Strong Conventions Make Hiring Easier
The most reliable way to evaluate programmer candidates is to hire them to do a bit of realistic work. This is widely understood, but not widely practiced.
The biggest barrier is finding projects for them to work on. In most organizations, the overhead of getting a new person started is too high to justify handing even the smallest slice of real work off to a candidate. For examples, in "The One Method I’ve Used to Eliminate Bad Tech Hires", Amir Yasin writes:
RULE #2 — DON’T use a real problem because of tribe knowledge needed to fix.
But this rule is missing a key opportunity: there are tribes much bigger than your company. When you share knowledge and conventions across a wider community, a new person can come into your team and instantly be productive.
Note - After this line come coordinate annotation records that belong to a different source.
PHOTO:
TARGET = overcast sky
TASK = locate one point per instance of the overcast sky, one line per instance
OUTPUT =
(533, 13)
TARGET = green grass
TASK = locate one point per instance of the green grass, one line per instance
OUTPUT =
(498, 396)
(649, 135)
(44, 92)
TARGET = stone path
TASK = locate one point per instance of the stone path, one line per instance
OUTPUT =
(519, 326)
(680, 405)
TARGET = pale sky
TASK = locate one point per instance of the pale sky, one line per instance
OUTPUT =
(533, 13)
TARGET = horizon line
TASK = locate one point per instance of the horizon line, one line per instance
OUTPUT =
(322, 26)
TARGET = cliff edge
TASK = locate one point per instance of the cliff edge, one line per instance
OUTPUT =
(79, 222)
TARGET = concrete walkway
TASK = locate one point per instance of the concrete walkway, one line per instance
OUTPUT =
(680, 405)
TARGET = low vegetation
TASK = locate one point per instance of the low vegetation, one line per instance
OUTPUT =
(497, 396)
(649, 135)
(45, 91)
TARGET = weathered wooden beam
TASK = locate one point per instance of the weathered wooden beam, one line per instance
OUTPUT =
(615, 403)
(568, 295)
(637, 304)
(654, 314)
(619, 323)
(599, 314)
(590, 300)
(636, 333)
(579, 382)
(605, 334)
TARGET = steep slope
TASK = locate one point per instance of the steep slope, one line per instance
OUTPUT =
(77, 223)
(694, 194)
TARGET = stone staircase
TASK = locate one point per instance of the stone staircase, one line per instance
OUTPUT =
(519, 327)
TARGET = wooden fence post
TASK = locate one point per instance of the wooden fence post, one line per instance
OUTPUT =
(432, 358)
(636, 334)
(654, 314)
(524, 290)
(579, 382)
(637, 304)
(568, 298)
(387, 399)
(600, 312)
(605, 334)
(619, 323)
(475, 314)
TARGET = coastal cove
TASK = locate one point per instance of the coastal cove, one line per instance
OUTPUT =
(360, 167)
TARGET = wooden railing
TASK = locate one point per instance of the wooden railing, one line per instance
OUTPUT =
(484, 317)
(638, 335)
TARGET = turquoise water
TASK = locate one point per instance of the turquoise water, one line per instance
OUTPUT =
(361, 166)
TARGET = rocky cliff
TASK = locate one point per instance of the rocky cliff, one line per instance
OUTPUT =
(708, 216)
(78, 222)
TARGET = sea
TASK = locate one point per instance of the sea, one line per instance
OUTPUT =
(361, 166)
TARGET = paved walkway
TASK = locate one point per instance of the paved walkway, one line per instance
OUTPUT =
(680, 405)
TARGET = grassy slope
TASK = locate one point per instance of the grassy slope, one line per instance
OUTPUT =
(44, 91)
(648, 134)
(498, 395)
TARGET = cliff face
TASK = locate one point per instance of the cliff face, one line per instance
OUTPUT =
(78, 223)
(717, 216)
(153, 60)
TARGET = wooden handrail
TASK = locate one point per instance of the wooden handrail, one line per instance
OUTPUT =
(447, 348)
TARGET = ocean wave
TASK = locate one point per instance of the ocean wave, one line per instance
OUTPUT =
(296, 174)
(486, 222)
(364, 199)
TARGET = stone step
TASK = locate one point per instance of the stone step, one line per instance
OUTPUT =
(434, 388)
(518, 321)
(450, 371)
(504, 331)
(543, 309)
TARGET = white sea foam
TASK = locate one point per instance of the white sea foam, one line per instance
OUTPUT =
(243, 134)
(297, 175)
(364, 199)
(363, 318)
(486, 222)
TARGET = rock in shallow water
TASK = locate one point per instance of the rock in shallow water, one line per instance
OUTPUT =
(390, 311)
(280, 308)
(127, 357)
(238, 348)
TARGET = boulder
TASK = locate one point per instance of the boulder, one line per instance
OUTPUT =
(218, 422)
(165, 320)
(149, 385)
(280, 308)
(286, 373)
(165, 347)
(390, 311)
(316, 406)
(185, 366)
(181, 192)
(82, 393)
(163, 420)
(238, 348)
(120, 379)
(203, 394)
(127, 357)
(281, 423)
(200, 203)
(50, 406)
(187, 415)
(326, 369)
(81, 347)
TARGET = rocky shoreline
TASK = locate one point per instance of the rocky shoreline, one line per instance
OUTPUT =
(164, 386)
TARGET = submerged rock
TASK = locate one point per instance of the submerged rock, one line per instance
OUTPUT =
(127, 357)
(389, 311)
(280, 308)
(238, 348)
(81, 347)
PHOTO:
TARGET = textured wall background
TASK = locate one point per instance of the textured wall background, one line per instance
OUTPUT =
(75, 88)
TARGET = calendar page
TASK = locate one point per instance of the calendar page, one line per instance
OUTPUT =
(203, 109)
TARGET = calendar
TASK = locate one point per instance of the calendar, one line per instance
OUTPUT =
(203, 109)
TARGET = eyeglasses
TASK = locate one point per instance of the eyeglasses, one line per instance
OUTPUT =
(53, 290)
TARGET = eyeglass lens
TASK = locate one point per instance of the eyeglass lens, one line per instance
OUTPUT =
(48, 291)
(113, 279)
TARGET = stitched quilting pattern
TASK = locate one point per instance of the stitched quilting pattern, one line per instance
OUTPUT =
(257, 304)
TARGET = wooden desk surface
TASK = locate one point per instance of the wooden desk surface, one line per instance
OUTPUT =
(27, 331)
That is how things actually work in the Ember community.
It's entirely normal to hand someone with Ember experience access to a Git repository they've never seen before and instructions to add a small new feature, and to get back working code in hours. Code that actually fits in with "how we do things here". That's the value of having strong conventions.
That's great for hiring intermediate-to-advanced developers, but what about junior-level people? Conventions shine there too, because you can reach for off-the-shelf teaching materials to get them rolling.
The cost of learning & training never disappears, but the key trick here is broadly sharing the cost. Each time you force developers to make a curation decision with multiple valid answers, you fragment the pool of people who can share this cost. It makes it much harder to have comprehensive teaching books or libraries of training videos.
That is why I'm so happy with the massive level of investment the Ember community pours into shared solutions. Shared solutions are harder to create than one-offs, but they're incredibly valuable.